Gerade bei Mikrohäusern wird häufig besonderer Wert auf die Möglichkeit gelegt, das Gebäude auf ein anderes Grundstück zu verlegen. Bei einer solchen „Umsetzung“ bedeutet dies zwingend, dass ein bereits baugenehmigtes Mikro-Wohnhaus erst mit einer Abrissverfügung oder zumindest einer Abrissanzeige vom alten Grundstück entfernt werden darf. Beim neuen Grundstück muss dann ein neuer Bauantrag nach dann geltendem Recht gestellt und genehmigt werden. Mit anderen Worten: Nach aktueller Rechtslage aller Landesbauordnungen gilt ein Mikrohaus auf einem neuen Grundstück jedoch wieder als Neubau und muss dort die dann gültigen baurechtlichen Bestimmungen erfüllen.
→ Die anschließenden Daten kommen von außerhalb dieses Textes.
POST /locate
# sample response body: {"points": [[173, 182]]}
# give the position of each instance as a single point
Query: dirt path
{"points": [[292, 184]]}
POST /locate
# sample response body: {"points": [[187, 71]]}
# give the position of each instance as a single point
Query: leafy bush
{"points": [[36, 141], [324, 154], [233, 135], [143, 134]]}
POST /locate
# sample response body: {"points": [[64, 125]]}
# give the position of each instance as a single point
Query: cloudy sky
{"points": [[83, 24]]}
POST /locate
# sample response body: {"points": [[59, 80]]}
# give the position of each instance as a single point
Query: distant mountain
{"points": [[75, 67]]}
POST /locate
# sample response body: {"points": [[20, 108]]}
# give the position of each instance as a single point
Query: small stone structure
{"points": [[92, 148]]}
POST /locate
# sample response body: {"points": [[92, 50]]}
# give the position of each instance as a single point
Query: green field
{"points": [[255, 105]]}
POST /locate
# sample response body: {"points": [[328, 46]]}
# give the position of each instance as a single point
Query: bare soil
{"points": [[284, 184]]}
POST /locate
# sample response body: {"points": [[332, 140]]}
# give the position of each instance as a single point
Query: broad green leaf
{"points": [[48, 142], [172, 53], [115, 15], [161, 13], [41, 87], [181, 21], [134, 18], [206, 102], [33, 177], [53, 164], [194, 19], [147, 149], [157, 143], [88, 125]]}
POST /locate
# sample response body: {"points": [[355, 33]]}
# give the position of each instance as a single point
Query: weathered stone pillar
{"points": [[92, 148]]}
Sollten diese Voraussetzungen für Neubauten zwischenzeitlich verschärft worden sein, läuft der Besitzer (= als „Bauherr“) Gefahr, dass seine ehemals legale Bestandsimmobilie auf dem neuen Grundstück nicht mehr genehmigt wird.
Der Bundesverband Mikrohaus setzt sich deshalb auf Landes- und Bundesebene dafür ein, dass „ortsveränderliche Gebäude“ künftig auch bei Verlegung als Bestandsimmobilie klassifiziert werden.
Der niedersächsische Landtag hatte dazu bereits im Frühjahr 2021 einen entsprechenden Antrag zur Novellierung des Niedersächsischen Bauordnung NBO über alle Landtagsfraktionen hinweg beschlossen. Aktuell steht der Bundesverband mit der Bundesregierung im Gespräch, um diesen Punkt in die bundeseinheitliche Muster-Bauordnung einbringen zu können.
Für Mikrohäuser, die ihre erste Baugenehmigung mit gültigem Wärmeschutznachweis erteilt bekommen haben, besteht weiterhin Rechtssicherheit - auch wenn sich die umwelttechnischen Anforderungen zwischenzeitlich verschärft haben sollten.
Daher rät der Bundesverband Mikrohaus dringend davon ab, vermeintliche Gesetzeslücken zu suchen und zu nutzen. Der Verband empfiehlt daher ausdrücklich, die Anforderungen an Energieeffizienz und Nachhaltigkeit nicht allein nur im Sinne eines günstigeren Energiebedarfs sondern insbesondere zugunsten der Werthaltigkeit des Mikrohauses einzuhalten.